Install the dependencies before running with a real account:

Bash
pip install google-api-python-client google-auth
python quick_start_gdrive.py

The example below mocks all Google API calls so it runs without any OAuth token. Remove setup_mock(), obtain a token file via the standard Google OAuth flow, and set GOOGLE_TOKEN_PATH to go live.

Generate a token file: Follow the Google API Python Quickstart guide and run the auth script. The resulting token.json is passed as google_token_path.

Python
import json
import os
import sys
from unittest.mock import MagicMock

from sayou.brain.pipelines.transfer import TransferPipeline

OUTPUT_DIR = "./sayou_archive/gdrive"

Mock Setup

GoogleDriveGenerator calls googleapiclient.discovery.build() then service.files().list().execute().

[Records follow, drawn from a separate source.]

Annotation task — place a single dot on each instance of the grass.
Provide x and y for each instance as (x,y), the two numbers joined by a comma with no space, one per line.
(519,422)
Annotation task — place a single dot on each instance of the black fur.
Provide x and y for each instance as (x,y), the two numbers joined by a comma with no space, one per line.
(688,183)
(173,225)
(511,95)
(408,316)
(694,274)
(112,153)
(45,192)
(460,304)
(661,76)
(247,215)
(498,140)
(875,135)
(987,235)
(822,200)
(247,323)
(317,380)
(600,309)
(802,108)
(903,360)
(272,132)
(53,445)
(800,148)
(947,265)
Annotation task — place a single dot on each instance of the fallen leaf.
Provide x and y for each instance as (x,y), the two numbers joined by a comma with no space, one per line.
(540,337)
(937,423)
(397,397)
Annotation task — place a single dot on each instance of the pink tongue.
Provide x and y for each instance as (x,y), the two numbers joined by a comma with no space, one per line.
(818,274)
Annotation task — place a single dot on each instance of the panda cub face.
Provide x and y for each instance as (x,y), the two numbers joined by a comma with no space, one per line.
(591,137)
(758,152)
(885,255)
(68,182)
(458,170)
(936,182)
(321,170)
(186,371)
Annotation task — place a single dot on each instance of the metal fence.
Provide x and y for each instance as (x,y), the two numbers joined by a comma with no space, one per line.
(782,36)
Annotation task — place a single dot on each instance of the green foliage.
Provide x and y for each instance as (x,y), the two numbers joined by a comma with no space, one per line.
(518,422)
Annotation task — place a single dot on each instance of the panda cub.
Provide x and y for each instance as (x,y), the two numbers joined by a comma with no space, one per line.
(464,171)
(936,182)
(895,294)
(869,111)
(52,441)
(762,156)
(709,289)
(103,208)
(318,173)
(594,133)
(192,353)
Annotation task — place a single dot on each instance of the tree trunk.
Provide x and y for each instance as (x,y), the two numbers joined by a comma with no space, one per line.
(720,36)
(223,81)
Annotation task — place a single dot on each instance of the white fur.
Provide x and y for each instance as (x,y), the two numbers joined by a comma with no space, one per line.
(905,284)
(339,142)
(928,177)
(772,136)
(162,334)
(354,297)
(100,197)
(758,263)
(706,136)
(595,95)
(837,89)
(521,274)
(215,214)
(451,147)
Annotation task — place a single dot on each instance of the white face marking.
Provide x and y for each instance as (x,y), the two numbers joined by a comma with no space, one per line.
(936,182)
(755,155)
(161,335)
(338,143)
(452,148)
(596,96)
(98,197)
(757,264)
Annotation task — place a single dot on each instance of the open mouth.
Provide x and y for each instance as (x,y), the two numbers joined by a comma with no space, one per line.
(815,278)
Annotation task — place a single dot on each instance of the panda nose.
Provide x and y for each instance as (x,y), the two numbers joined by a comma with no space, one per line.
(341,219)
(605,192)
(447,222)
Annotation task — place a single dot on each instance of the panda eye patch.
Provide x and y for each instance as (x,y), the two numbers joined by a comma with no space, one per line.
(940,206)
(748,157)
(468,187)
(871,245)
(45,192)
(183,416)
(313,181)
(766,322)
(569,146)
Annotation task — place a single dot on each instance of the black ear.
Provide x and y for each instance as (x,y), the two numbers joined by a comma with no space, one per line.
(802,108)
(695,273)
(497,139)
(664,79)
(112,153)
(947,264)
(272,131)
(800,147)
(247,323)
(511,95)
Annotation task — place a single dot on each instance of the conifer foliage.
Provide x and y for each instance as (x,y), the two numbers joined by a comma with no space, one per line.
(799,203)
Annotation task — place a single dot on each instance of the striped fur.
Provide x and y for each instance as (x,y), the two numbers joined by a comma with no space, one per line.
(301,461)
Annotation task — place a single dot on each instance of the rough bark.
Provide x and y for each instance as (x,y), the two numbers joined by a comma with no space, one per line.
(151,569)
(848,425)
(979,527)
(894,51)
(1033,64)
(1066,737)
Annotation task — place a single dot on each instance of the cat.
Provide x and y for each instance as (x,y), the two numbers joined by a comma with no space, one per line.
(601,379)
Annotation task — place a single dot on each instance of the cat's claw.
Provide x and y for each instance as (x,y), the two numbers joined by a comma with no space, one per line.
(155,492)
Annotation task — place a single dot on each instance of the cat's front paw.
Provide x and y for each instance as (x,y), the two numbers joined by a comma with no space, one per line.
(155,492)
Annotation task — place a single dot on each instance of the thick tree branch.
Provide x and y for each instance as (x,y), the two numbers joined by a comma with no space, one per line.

GoogleDriveFetcher calls: - service.files().export_media() for Google Workspace files (Docs, Sheets) - service.files().get_media() for binary files (PDF, images)

The mock simulates a folder containing one Google Doc and one PDF.

To switch to live mode: delete this function and its call below.

Python
def setup_mock():
    mock_files = MagicMock()
    mock_files.list.return_value.execute.return_value = {
        "files": [
            {
                "id": "doc-001",
                "name": "Q1 Engineering Report",
                "mimeType": "application/vnd.google-apps.document",
                "webViewLink": "https://docs.google.com/document/d/doc-001",
                "createdTime": "2024-01-01T00:00:00Z",
                "modifiedTime": "2024-01-15T12:00:00Z",
            },
            {
                "id": "file-002",
                "name": "Architecture Diagram.pdf",
                "mimeType": "application/pdf",
                "webViewLink": "https://drive.google.com/file/d/file-002",
                "createdTime": "2024-01-05T00:00:00Z",
                "modifiedTime": "2024-01-05T00:00:00Z",
            },
        ]
    }
    mock_files.export_media.return_value.execute.return_value = (
        b"Q1 Engineering Report\n\nThis document summarises Q1 outcomes."
    )
    mock_files.get_media.return_value.execute.return_value = (
        b"%PDF-1.4 mock pdf content"
    )

    mock_service = MagicMock()
    mock_service.files.return_value = mock_files

    mock_creds = MagicMock()
    mock_creds_module = MagicMock()
    mock_creds_module.Credentials.from_authorized_user_file.return_value = mock_creds

    mock_discovery = MagicMock()
    mock_discovery.build.return_value = mock_service

    sys.modules["googleapiclient"] = MagicMock()
    sys.modules["googleapiclient.discovery"] = mock_discovery
    sys.modules["googleapiclient.http"] = MagicMock()
    sys.modules["google"] = MagicMock()
    sys.modules["google.oauth2"] = MagicMock()
    sys.modules["google.oauth2.credentials"] = mock_creds_module

Collect My Drive Root

source format: - gdrive://root — My Drive root - gdrive://{folder_id} — specific folder

The folder ID appears in the Drive URL: https://drive.google.com/drive/folders/{FOLDER_ID}

Each file is written to destination. Google Workspace files are exported as plain text; other files retain their original format.

Python
setup_mock()

stats = TransferPipeline.process(
    source="gdrive://root",
    destination=OUTPUT_DIR,
    strategies={"connector": "drive"},
    google_token_path=os.environ.get("GOOGLE_TOKEN_PATH", "./token.json"),
)

print("=== Collect My Drive Root ===")
print(json.dumps(stats, indent=2))

Collect a Specific Folder

Copy the folder ID from the Drive URL and pass it after gdrive://.

Python
FOLDER_ID = os.environ.get("GDRIVE_FOLDER_ID", "mock-folder-id")

setup_mock()

stats_folder = TransferPipeline.process(
    source=f"gdrive://{FOLDER_ID}",
    destination=f"{OUTPUT_DIR}/folder",
    strategies={"connector": "drive"},
    google_token_path=os.environ.get("GOOGLE_TOKEN_PATH", "./token.json"),
)

print("=== Collect a Specific Folder ===")
print(json.dumps(stats_folder, indent=2))

Validate Output

Inspect the archive to confirm that both Workspace exports and binary files were written correctly.

Python
if os.path.isdir(OUTPUT_DIR):
    files = [
        n for n in os.listdir(OUTPUT_DIR) if os.path.isfile(os.path.join(OUTPUT_DIR, n))
    ]
    print(f"\nArchived {len(files)} file(s) in '{OUTPUT_DIR}'.")
    for name in files[:5]:
        size = os.path.getsize(os.path.join(OUTPUT_DIR, name))
        print(f"  {name}  ({size} bytes)")